Mais importante do que nos atermos aos fenômenos é retrocedermos à análise dos conceitos que usamos para nos referirmos aos fenômenos. E mais ainda, às condições culturais que os geraram para chegarmos às condições pessoais, biográficas e, enfim, à consciência mais libertada possível. Se é impossível não sabemos. Ao menos isso deve ser desejável para uma suficiente objetividade e justiça. Trata-se de um dever de caridade buscar a justeza da compreensão. Como diz Bento XVI, “a racionalidade imanente da criação é muito maior do que a razão do homem da técnica”.

ÚNICA OBRA, ÚNICO AUTOR

Admirar Deus como um dramaturgo da vida real, um escritor que traduz na realidade o cômico, o trágico, épico e o irônico, Autor de incríveis personagens reais, parece estar na raiz daquilo que nos motiva a rir diante da própria tragédia e de si mesmos ou admirar tanto a complexidade quanto o ridículo presente no outro. É uma forma de amar a Deus, admirar a Sua obra que é a inspiração máxima de toda a arte.
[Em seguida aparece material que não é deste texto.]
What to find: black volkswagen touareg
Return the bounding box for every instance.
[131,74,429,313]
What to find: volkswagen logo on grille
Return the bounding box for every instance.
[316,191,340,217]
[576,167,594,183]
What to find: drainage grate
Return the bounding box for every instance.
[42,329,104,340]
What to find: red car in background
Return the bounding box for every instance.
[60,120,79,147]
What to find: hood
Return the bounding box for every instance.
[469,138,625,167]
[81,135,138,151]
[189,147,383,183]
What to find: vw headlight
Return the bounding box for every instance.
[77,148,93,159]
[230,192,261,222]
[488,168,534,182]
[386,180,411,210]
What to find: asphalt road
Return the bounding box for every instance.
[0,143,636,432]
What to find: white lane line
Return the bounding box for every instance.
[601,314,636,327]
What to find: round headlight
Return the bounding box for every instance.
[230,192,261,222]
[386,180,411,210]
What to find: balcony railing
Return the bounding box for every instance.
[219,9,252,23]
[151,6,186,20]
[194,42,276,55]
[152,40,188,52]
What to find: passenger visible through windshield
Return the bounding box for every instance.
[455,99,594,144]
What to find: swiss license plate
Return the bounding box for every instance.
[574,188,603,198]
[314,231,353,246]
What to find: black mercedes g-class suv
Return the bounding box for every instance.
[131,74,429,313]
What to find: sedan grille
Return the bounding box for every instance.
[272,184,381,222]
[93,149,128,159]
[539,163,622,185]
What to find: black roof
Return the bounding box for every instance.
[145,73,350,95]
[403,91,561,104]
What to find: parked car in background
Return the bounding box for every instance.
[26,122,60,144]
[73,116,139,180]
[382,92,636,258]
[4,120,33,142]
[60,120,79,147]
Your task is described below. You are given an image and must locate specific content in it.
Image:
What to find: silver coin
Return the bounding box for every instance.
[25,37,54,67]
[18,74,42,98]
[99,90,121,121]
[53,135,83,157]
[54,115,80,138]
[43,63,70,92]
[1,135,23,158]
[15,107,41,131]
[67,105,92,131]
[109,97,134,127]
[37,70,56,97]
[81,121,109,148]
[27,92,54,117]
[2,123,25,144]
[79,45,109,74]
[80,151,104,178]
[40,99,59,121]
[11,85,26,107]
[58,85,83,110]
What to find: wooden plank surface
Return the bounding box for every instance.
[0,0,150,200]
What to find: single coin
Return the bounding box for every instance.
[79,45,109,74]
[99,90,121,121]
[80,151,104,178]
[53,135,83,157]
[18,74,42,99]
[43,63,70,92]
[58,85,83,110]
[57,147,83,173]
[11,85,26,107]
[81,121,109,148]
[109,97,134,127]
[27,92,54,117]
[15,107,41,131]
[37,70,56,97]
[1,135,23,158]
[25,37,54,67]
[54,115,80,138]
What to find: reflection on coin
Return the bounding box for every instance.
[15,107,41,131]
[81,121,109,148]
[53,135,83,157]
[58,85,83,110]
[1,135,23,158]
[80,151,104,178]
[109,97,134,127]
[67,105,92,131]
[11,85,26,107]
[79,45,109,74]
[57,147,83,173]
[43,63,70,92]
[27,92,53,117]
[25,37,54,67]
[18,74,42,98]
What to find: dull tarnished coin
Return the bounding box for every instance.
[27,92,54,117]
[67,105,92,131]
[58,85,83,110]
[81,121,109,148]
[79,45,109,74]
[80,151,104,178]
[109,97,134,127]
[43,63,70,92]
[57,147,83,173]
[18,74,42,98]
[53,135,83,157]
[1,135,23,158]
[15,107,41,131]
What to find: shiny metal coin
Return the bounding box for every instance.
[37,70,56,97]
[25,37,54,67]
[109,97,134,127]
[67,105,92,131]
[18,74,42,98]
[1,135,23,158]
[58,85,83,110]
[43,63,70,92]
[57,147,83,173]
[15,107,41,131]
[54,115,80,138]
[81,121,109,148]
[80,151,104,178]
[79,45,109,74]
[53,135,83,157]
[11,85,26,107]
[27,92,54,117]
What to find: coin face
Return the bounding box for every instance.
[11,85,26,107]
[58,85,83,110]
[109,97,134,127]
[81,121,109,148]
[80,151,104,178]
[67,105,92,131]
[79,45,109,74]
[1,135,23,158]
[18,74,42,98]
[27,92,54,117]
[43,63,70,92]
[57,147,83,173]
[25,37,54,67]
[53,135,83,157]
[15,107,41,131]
Toda arte é imitação de Deus. Na pintura e escultura ficam óbvios os olhos de amor e admiração diante do referente dado, assim como na música e na filosofia. Se o referente dado da pintura pode ser uma paisagem natural, da escultura o corpo humano, na música é o tempo medido, a combinação criativa de notas e tempos que produzem sentido, linguagem e significado. Na filosofia é a verdade, mas também a capacidade herdada que a busca, desde o caos de impressões e pensamentos, verdade eterna e atemporal.

Porque toda autoria é análoga. Toda obra é repetida e todo o verdadeiro é verdade emprestada, suplicante pelo pão da Verdade. O único credor e fiador, único artista e prosador, que cria a vida e a morte, é Ele, único autor.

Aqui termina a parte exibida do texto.